(This is the second in a series of essays, On Climate Truth and Fiction, in which I raise questions about environmental distress, the human experience, and storytelling. It first appeared on 3 Quarks Daily. The first part is here.)
When I was a kid, I used to wonder about the possibility that the planet could slip back into an ice age. I grew up in the Rocky Mountain region of the northwestern USA, where winters lasted half the year and summers were brief and blustery. I hated being cold all the time. Aware that ice ages result from some sort of natural cycles, I worried what might happen if the planet should head that way again. I tried to imagine how we would construct cities and farms, how we would travel between countries or even build roads, if huge glaciers grew down from the Arctic Circle and smothered our little mountain town.
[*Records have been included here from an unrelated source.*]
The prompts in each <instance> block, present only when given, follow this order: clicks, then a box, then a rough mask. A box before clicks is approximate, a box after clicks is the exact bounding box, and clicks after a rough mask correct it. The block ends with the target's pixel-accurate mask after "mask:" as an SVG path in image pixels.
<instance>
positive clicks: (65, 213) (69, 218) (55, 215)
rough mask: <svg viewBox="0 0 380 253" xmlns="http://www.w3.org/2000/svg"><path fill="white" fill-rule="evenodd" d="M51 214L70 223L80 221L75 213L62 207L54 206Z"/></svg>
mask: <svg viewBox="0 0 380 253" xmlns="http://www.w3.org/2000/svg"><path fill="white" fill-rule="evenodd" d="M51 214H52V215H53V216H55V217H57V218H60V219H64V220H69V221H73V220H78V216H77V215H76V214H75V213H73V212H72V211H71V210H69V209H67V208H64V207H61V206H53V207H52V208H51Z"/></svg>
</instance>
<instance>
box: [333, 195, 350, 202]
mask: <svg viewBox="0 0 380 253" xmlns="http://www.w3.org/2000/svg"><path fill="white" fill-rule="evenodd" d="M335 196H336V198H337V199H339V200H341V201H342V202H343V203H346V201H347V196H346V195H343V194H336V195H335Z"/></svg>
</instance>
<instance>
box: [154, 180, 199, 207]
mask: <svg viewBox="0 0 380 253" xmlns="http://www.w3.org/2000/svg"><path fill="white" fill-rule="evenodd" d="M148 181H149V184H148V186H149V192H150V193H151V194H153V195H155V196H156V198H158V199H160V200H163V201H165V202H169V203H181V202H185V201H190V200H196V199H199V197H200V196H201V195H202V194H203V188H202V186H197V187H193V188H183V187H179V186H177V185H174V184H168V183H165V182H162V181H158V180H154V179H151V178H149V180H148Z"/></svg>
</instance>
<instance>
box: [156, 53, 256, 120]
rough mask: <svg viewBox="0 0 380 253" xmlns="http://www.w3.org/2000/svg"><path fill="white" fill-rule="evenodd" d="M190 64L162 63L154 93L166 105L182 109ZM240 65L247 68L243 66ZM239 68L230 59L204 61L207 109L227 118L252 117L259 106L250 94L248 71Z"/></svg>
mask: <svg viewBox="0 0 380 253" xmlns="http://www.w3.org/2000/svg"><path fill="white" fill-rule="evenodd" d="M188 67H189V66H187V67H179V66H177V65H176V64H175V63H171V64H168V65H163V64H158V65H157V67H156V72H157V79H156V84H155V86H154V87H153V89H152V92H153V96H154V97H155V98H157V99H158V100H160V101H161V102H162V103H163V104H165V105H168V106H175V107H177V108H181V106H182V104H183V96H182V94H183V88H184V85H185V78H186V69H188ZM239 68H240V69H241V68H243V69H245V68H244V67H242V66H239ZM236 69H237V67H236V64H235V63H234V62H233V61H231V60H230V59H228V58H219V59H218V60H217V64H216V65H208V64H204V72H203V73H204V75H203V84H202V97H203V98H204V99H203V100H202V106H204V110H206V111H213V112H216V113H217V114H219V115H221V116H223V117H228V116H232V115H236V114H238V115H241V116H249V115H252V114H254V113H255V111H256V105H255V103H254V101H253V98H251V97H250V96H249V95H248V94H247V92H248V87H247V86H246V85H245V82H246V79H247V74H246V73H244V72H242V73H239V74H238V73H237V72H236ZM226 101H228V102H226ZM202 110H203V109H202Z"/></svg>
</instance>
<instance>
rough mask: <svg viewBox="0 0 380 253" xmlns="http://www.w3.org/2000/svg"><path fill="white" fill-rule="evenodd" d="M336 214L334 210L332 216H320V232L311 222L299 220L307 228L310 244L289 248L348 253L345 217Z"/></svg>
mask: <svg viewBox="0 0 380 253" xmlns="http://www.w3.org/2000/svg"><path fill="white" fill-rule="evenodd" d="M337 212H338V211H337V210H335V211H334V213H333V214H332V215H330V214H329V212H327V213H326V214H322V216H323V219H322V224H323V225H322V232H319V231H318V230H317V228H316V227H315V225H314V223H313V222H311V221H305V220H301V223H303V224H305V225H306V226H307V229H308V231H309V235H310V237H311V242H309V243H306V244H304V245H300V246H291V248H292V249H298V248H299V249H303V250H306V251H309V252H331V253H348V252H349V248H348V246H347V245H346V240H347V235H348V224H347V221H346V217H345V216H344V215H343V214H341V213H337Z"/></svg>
So I was surprised to learn, much later, that we actually do live in an ice age. In historical memory, we’ve been enjoying a warmish, rather pleasant phase of this ice age, to be sure—an interglacial phase, called the Holocene, that’s persisted for about ten thousand years. But interglacial phases, like our present one, have only been brief respites, as the ice age has cycled between glacial and interglacial phases over the past two million years. Past interglacials never lasted very long and, left to its own geological devices, all signs suggested that this one would end too, to be followed by a much longer glacial phase—the stuff of my nightmares.
In fact, a 2016 study indicates that the Holocene interglacial should already be ending. As it was, the weather of the fourteenth through mid-nineteenth centuries was already given to frequent fits and bouts of cold weather extremes. The precise causes for the drop in temperatures are complex, and though it didn’t get cold enough to become a real glacial age, the period is now playfully referred to as the Little Ice Age. During that time, centuries of sporadic, crop-crippling cold led to erratic harvests, reducing grain yields and causing periodic famine, helping to topple Chinese dynasties and destabilize the feudal order of the European Middle Ages. Persistent hunger and poor nutrition amplified the depredations of plague and other diseases across Europe. In England, the Thames regularly froze over. In North America, even the Rio Grande froze up more than once. Peoples across southern North America suffered frequent droughts and malnutrition, especially in the southwest, which remained persistently dry for a span of decades. Some agricultural peoples were forced to return to lives of nomadism. Across the northern latitudes, glaciers extended themselves. The Norse Greenland colony, which had been thriving for centuries, collapsed and was abandoned by around 1500 CE. Early European colonists in North America struggled to survive frequent winters of bitter cold and failed harvests.